As luck would have it, my public relations service projects for the ashram provided me with access to the computer room, where all of the media files were stored. One day, while looking for something else in the large four-drawer filing cabinet, I found the article in the Austin American-Statesman.
Titled “Swami’s planned Hindu temple is center of speculation,” the article cited three former followers who claimed to have had bad experiences in the organization back when it was headquartered in Philadelphia in the 1980s.
There were comments from former devotee Joe Kelly, who started an anti-cult organization after leaving Swamiji: “My involvement, in some ways, was one of the most devastating experiences of my life. I’m very suspicious of this organization as a benign religious group. I was frightened by what I saw around me, which was people giving up their total will to the system. I consider it very much a cultic group.”
Former devotee Diane H. likened her year with the society to spiritual rape. “He told me that if I ever left him, I would spend the next 500 lifetimes as an insect,” she said. “It’s funny now, but it wasn’t then. I actually had nightmares about that for a while. He had a hold on me.”
The reporter of this story mentioned a woman quoted in a Miami Herald article from July 6, 1989. Cassandra T. says that during her two-year experience with the organization “it controlled her mind and almost ruined her marriage to a nonmember.”
Swamiji was defended in the article by three of his followers, including his main preacher at the time, Sureshwari Devi (formerly Meera Devi): “He’s so inspiring. To us, his whole life is dedicated to God. He’s very much a fatherly figure in a spiritual sense. He guides us to God. We’ve never been perceived as a cult by any people I know. We’re teaching a very traditional path. Any group has disgruntled former members.”
Swamiji devotee, Raj Goel, said that the ex-devotees “misunderstood the guru-disciple relationship, mistaking advice for commands.” He added, “To run any organization you need money, and this is all pure charity. But Swamiji would never force how much you give and what you give.

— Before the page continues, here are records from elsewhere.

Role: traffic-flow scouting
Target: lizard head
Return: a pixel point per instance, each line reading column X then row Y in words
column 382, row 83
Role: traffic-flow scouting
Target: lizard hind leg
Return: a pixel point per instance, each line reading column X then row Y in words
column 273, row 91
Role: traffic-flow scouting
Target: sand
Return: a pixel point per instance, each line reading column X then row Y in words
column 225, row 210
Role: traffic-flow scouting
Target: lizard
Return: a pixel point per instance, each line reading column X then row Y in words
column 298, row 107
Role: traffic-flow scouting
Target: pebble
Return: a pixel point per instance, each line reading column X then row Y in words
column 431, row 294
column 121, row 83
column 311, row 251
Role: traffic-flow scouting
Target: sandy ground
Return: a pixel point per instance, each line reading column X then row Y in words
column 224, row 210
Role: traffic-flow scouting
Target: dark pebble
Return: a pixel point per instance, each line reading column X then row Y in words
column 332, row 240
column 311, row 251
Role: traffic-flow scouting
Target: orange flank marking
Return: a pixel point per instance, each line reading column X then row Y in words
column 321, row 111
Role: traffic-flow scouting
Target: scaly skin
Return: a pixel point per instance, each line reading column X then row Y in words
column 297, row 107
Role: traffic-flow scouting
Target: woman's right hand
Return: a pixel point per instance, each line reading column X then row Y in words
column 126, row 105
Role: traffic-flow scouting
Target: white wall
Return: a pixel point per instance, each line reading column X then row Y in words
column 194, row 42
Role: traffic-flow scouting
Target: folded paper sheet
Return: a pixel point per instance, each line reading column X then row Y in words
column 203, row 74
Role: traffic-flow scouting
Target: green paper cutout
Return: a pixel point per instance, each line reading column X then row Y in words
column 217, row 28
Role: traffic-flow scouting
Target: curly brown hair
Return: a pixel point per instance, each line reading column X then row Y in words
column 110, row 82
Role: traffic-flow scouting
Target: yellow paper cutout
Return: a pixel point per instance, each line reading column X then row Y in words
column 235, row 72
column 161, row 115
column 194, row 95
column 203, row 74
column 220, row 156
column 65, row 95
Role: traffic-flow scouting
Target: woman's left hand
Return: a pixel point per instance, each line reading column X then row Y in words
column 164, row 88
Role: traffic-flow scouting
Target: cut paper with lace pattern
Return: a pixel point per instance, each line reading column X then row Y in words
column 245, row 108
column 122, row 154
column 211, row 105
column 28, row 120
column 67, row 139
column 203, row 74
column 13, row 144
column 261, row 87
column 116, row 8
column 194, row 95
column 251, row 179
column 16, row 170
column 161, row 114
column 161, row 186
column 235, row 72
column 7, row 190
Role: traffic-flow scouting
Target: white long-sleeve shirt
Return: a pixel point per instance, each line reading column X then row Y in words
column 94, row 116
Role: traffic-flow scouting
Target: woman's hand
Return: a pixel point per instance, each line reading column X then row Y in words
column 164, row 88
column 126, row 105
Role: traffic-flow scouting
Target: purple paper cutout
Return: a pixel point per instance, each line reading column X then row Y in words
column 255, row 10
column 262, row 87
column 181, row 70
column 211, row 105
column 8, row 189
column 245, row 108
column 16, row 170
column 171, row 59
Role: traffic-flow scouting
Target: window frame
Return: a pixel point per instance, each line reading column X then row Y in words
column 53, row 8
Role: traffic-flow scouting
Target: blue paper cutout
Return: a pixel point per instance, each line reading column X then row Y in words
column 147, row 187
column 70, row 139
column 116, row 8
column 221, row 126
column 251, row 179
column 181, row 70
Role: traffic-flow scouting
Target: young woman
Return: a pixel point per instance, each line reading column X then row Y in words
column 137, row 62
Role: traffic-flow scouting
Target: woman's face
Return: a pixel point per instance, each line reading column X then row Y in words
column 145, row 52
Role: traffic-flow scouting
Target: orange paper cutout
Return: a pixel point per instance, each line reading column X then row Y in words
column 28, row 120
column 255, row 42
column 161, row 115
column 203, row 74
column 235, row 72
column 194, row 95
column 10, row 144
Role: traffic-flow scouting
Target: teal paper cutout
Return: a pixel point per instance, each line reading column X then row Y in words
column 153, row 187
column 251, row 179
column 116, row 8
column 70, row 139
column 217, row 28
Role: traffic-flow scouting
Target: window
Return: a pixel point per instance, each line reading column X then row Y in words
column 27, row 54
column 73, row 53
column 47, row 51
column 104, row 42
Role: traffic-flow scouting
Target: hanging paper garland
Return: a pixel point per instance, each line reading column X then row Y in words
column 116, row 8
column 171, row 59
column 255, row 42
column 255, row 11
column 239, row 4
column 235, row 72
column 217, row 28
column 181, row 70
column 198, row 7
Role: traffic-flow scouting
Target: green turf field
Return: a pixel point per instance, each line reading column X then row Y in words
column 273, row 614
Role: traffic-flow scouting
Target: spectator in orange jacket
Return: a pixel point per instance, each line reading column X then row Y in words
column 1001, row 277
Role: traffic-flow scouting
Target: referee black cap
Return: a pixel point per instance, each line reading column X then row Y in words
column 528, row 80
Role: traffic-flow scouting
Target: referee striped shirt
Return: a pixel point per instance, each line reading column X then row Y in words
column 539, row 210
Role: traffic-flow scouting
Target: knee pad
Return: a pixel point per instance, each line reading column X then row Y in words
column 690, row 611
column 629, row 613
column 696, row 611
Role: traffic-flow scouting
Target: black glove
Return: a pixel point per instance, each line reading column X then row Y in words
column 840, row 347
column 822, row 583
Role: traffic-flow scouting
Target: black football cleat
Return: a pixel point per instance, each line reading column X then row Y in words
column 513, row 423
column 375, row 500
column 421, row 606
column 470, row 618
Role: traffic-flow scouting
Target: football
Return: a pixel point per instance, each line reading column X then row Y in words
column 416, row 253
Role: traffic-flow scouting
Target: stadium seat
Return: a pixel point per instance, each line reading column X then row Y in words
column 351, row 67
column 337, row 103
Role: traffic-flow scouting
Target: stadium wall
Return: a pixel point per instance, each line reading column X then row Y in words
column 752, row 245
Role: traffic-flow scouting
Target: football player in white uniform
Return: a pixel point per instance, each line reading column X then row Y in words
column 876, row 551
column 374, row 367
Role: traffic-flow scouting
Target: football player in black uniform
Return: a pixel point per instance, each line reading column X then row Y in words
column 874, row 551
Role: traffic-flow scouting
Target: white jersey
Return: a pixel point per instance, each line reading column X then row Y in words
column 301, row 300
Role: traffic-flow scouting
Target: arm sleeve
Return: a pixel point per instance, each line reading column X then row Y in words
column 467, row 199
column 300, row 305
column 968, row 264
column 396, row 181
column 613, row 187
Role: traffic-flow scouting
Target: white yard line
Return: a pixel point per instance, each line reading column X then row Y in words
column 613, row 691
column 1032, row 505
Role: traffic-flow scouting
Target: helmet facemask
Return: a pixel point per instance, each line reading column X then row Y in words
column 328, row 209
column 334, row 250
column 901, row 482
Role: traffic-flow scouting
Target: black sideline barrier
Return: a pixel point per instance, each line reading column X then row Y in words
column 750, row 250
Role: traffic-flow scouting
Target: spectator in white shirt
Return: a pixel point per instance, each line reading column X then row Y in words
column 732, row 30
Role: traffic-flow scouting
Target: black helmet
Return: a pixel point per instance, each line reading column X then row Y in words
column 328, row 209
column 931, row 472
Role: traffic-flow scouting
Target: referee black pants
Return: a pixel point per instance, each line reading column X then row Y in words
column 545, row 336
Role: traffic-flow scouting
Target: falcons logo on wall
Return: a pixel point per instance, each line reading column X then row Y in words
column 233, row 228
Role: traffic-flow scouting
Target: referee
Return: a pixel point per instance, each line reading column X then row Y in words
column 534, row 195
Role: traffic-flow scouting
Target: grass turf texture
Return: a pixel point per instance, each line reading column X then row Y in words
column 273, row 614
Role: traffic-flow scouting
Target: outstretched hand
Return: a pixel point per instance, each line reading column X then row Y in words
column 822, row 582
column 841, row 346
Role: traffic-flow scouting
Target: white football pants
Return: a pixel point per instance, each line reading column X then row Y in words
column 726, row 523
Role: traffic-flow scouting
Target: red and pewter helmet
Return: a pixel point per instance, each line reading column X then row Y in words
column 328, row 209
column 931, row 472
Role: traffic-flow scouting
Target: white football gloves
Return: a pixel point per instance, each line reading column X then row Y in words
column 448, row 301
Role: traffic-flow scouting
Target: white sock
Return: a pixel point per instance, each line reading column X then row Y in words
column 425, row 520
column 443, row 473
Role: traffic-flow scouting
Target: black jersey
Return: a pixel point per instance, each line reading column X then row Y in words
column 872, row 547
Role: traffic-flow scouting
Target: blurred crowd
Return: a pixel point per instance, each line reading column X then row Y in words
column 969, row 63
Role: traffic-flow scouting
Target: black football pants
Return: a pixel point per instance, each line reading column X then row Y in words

I give whatever I can afford and what I think needs to be given at the right time.”
In the article, Swamiji’s responses seemed evasive. On why he chose to build his ashram in Austin, he said simply: “Austin chose us.”
When asked about his detractors he was quoted as saying: “Ridiculous. All ridiculous statements.”
He also commented that his detractors “are very prejudiced people.”
Despite the revelations, the only negative impact the article seemed to have on Barsana Dham was lower attendance at the organization’s first public event, the temple’s groundbreaking ceremony, which was held in 1992, just before I arrived. However, after that the number of people who attended events and satsang steadily increased over the years.
After that article, Barsana Dham worked proactively on its media image. The work paid off when Austin’s alternative weekly paper, The Austin Chronicle, ran an article on December 9, 1994. A photo of the temple even made it on the cover. The article, written by Bill Crawford, was positive. The only negative comment was when the reporter stated that the people living in the ashram looked like “dorks,” no doubt referring to the men and women’s drab attire, including the women’s modest wardrobe of mid-calf-length skirts and boxy blouses.
We reveled in the good publicity and rolled with the one negative comment. After all, one devotee pointed out that “dork” simply stood for: Devotees of Radha Krishna.
It was easy for us to re-cast every seemingly negative comment or event into a devotional context. After all, we believed that people out in the world could never understand the divine work that was going on inside the ashram gates. Our party line was that other people just didn’t “get it.” Meanwhile, we staunchly believed that Swamiji possessed the power to override the negative effects of a few worldly-minded people.
Swamiji successfully convinced his followers that negative perspectives from people in the outside world were all part of the package of following a true God-realized saint—because, as he often said, “There would always be negative forces at work against the divine forces.”